Resisting Temptation and Receiving God’s Love

So how can we resist temptation and receive God’s love?  Jesus’ response to his temptations show us the way:

  1. Know the Word of God: the first thing is to know the Word of God.  How did Jesus answer each of his temptations?  By quoting Scripture: “It is written…” (verses 4, 8, 12).  Each of the passages he quotes in response to the devil comes from Deuteronomy.  It is possible he knew it off by heart and was meditating on it during those forty days.  When we doubt our relationship to God or his love for us, our response is to recollect what God has said about us and his promises for us.  Genesis 1 tells me I have worth because I am created in the image of God.  1 John 4 tells me: “This is love: not that we loved God, but that he loved us and sent his Son to die for our sins” (1 John 4:9-10).  God loved us to the death.   When we are beset by self-doubt we face Satan straight in the face, quoting Scripture as Jesus did: “Yes, nothing I do is good enough – I am not worthy of myself – but ‘God who is rich in mercy, has made me alive in Christ’ (Ephesians 2:4);  ‘He who has the Son has life’ (John 5:12);  ‘If any one opens the door, I will come into him and eat with him and he with me’ (Revelation 3:20).  I have taken God at his promise, and he has made me his own in Christ.  Yes, I am a child of God by his grace.”  Lack of assurance will make any Christian ineffective.  Take God at his word and rest secure in what God has done for you in Christ.  Assurance through the Word of God is the key weapon in facing temptation to doubt God’s love for you.

  1. Prayer: the second thing is to look to Jesus’ example in prayer.  In the wilderness, he had time to be alone with God to pray – to listen to him and commune with him.  In the Garden of Gethsemane, he prayed.  This pattern of open communication with God, practicing his presence daily, is a key in fighting temptation.  In prayer we thank God for what he has done for us in the past.  As Jesus was meditating on Deuteronomy in the desert, he would have recollected chapter 26 that we heard read earlier.  He would have remembered that God had delivered his own people – a powerless slave-nation – out of bondage in Egypt against all possible odds.  Thanking God for how he has blessed and shown his love to you in the past can help in counteracting the discouragements of the present.

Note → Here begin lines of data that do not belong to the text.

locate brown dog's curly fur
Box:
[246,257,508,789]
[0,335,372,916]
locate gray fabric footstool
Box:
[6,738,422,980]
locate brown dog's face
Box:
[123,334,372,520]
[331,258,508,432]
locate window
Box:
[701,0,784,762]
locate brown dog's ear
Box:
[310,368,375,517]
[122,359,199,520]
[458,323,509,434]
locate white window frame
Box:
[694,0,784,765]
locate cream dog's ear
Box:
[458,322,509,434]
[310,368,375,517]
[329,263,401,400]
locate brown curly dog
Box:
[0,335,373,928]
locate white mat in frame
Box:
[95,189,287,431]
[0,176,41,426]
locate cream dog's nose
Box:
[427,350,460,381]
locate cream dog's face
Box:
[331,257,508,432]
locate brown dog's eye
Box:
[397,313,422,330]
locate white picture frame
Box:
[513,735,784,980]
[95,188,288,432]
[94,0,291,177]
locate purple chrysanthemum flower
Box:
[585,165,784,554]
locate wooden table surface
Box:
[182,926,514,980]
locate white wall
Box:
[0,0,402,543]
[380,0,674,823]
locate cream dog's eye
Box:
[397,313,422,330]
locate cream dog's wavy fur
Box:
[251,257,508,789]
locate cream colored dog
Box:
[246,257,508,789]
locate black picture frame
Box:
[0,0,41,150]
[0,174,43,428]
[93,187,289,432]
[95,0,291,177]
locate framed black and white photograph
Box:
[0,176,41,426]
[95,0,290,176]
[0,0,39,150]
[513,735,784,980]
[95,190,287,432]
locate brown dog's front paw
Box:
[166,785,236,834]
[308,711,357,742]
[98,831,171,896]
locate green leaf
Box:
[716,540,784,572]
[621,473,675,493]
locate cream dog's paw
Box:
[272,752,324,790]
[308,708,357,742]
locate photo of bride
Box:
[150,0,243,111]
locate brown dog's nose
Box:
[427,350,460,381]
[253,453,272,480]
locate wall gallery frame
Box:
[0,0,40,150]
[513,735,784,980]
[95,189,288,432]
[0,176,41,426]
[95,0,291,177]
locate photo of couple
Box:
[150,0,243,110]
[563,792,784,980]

  1. The support of others: Then there is the importance of the support of others.  In the story of Jesus’ temptations in Mark it says, “He was with the wild animals, and angels attended him” (Mark 1:13).  The Lord knows we cannot succeed alone.  When Elijah was feeling abandoned and in the depths of depression in the wilderness, the Lord sent an angel (1 Kings 19:5-7) to strengthen him with food – his practical needs.  Elijah was also told (19:18) of seven thousand others who were also standing firm for the Lord – there were others to support him in his emotional needs.  We need the help that God provides – the angels and Christian friends and fellowship.  It is with the help of others than we can receive counsel and prayer for the deep hurts within that often prevent us from seeing and receiving God’s love.  Do not isolate yourself when you are tempted to doubt God’s love – head for the phone or e-mail or your fellowship group.  God makes his love for us tangible through the support of his people.

Conclusion

When you doubt God’s love for you, take comfort from this passage.  First, in the midst of testing and temptation, remember God is present in the process; Jesus “was led by the Spirit in the desert” (verse 1).  Second, if Jesus was tempted in this area, don’t be surprised if you are.  Thirdly, if God could use temptation to help Jesus be more secure in his love relationship with God, he can do the same for you.  Finally, don’t be surprised if you continue to face temptations in this area – Jesus did – as it says in verse 13, “The devil…left him until an opportune time.”  Folks, your temptation to doubt God’s love will be life-long!  But, in the midst of your temptation, rest secure in God’s word to you, “You are my child, whom I love; with you I am well-pleased.”  Let God love you.